Et qui croit sérieusement que les appareils syndicaux vont organiser le type de
lutte nécessaire pour défendre les salaires, les emplois et le niveau de vie
des travailleurs contre l’assaut mondial des banques et des grandes
entreprises.
Alors
que les syndicats ont été autrefois associés aux grandes luttes sociales et aux
gains importants de la classe ouvrière, ils ont été transformés dans les trente
dernières années en appendices de la grande entreprise, sabotant les luttes des
travailleurs et subordonnant politiquement la classe ouvrière au PQ, ce parti
de la grande entreprise. Personne ne devrait oublier le rôle que les syndicats
ont joué pour imposer les compressions massives des dépenses sociales imposées
par le gouvernement péquiste de Lucien Bouchard et Bernard Landry au nom du
déficit zéro. Les syndicats ont déjà capitulé devant les plans de compressions
budgétaires de Charest. Lors
des dernières négociations du secteur public, ils ont accepté une entente de
cinq ans, y compris des augmentations de salaire sous le taux de
l’inflation et la diminution du nombre des travailleurs, et le reste. Et
ils cachent délibérément aux travailleurs que le PQ critique le gouvernement
Charest de la droite pour ne pas couper assez rapidement dans les dépenses
sociales.
Le Parti de l’égalité socialiste soutient que,
pour défendre leurs emplois et leurs droits fondamentaux, les travailleurs
doivent organiser leurs luttes sur une nouvelle base, radicalement différente,
basée sur les conceptions suivantes :
La
classe ouvrière fait face à une lutte politique. En s’opposant aux compressions de Charest, les
travailleurs du Québec ne défient pas les politiques d’un gouvernement en
particulier, mais la stratégie de classe de toute la bourgeoisie. Au Canada et
de par le monde, la grande entreprise est déterminée à faire payer les
travailleurs pour la crise du capitalisme en détruisant ce qui reste de
l’État-Providence et en criminalisant les travailleurs qui veulent se
défendre.
En Grande-Bretagne, le gouvernement a annoncé des
coupes de plus de 100 milliards de dollars et veut abolir des centaines de
milliers de postes. En France, l’âge de retraite vient d’être repoussé.

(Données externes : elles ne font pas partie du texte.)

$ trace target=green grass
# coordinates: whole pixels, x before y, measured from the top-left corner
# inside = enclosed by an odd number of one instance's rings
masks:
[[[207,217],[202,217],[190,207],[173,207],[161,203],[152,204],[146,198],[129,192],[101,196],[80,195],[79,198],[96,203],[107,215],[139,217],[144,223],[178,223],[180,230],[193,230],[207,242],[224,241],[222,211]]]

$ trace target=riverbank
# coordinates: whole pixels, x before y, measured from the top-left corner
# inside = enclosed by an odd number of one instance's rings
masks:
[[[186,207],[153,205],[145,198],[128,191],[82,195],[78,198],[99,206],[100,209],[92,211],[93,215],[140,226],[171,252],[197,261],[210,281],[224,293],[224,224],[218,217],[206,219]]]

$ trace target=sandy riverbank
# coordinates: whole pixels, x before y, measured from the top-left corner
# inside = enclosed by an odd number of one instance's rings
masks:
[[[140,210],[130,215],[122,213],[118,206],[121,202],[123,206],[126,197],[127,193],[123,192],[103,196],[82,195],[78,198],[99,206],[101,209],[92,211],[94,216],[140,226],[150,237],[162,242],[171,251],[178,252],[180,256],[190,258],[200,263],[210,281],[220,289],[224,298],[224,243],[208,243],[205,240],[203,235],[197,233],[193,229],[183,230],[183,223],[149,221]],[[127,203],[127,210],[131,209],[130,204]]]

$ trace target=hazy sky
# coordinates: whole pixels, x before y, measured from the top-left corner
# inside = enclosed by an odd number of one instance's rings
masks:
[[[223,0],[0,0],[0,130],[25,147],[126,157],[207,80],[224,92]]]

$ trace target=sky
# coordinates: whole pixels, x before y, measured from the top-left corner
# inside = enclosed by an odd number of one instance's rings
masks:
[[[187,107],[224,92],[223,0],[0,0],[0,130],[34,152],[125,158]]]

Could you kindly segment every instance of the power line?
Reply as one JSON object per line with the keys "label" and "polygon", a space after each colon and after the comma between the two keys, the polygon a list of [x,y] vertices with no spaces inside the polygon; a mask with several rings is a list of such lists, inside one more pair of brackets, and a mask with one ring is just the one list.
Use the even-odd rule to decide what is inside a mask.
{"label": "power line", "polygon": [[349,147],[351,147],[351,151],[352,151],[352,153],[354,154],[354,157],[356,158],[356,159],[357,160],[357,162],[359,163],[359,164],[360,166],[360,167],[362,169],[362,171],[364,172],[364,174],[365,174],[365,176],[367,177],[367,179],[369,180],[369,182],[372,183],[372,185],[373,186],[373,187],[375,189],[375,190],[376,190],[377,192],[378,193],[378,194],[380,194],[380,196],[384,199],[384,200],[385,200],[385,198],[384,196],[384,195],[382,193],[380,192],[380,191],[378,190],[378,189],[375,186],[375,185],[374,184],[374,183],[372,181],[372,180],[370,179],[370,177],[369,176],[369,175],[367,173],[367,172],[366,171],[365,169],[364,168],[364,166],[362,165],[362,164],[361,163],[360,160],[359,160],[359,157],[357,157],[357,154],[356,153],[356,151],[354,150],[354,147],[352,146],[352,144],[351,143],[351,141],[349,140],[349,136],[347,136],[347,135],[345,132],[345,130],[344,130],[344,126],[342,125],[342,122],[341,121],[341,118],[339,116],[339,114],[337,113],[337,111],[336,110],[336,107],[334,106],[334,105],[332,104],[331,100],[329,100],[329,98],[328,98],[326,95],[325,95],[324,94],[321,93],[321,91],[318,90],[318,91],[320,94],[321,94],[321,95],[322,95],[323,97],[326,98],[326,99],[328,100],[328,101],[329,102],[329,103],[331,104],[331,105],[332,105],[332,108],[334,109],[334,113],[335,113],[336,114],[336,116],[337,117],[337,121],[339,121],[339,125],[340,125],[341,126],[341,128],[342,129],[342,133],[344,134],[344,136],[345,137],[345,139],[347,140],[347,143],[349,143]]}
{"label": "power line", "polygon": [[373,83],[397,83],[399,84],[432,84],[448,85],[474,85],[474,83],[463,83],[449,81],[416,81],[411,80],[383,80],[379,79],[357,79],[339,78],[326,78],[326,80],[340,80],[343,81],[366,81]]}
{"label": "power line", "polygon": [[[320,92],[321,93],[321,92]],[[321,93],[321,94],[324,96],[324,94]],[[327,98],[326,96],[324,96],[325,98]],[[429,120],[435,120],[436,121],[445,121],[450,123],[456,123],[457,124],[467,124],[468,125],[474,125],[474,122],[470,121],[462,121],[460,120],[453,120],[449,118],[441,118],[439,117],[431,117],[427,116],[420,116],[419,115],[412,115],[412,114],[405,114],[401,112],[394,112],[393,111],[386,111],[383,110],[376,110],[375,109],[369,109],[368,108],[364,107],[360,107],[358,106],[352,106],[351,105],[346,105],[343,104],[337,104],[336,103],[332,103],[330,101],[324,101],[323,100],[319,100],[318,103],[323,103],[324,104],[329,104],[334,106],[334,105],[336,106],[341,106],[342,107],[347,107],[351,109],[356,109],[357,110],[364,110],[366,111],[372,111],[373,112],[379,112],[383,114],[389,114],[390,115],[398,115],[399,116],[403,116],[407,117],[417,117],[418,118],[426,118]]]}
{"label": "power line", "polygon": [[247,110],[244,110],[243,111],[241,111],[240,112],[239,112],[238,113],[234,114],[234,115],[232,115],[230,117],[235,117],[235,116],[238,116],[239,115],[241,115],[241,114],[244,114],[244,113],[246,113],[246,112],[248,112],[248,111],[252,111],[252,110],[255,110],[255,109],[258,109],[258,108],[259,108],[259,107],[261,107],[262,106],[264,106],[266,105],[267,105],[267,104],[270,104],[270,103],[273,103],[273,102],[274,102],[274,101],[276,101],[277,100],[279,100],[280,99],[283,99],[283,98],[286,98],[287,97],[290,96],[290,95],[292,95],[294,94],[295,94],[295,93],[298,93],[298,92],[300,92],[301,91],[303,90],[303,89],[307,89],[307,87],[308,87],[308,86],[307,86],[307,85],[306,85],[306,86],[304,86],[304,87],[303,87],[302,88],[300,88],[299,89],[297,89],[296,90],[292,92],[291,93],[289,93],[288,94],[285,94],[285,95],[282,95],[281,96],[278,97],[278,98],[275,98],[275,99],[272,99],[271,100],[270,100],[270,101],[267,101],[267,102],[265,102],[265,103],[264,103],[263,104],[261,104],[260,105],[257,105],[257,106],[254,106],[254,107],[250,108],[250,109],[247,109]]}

En Grèce, au Portugal, en Espagne et en Irlande, les gouvernements imposent des
attaques draconiennes aux travailleurs à la demande des grandes banques
internationales. Aux États-Unis, l’administration du Wisconsin fait
face actuellement à une véritable révolte des travailleurs mobilisés par
centaine de milliers contre les compressions et une loi qui abolit le droit des
travailleurs à négocier collectivement leurs conditions de travail.
L’affirmation
qu’il n’y a pas d’argent est un mensonge. L’élite dirigeante exige la destruction des
services sociaux et publics au nom de la réduction des déficits budgétaires
massifs. Mais la société est en fait plus riche aujourd’hui que jamais à
cause de la productivité accrue du travail résultant de la révolution en
informatique et télécommunications. Ce qui empêche cette richesse d’être
utilisée non seulement pour maintenir, mais aussi étendre les services publics,
c’est l’organisation capitaliste de la vie socio-économique, où la
production et l’emploi sont subordonnés aux profits de la grande
entreprise. Au cours des trois dernières décennies, les revenus des riches ont
gonflé suite à une forte hausse dans l’exploitation des travailleurs.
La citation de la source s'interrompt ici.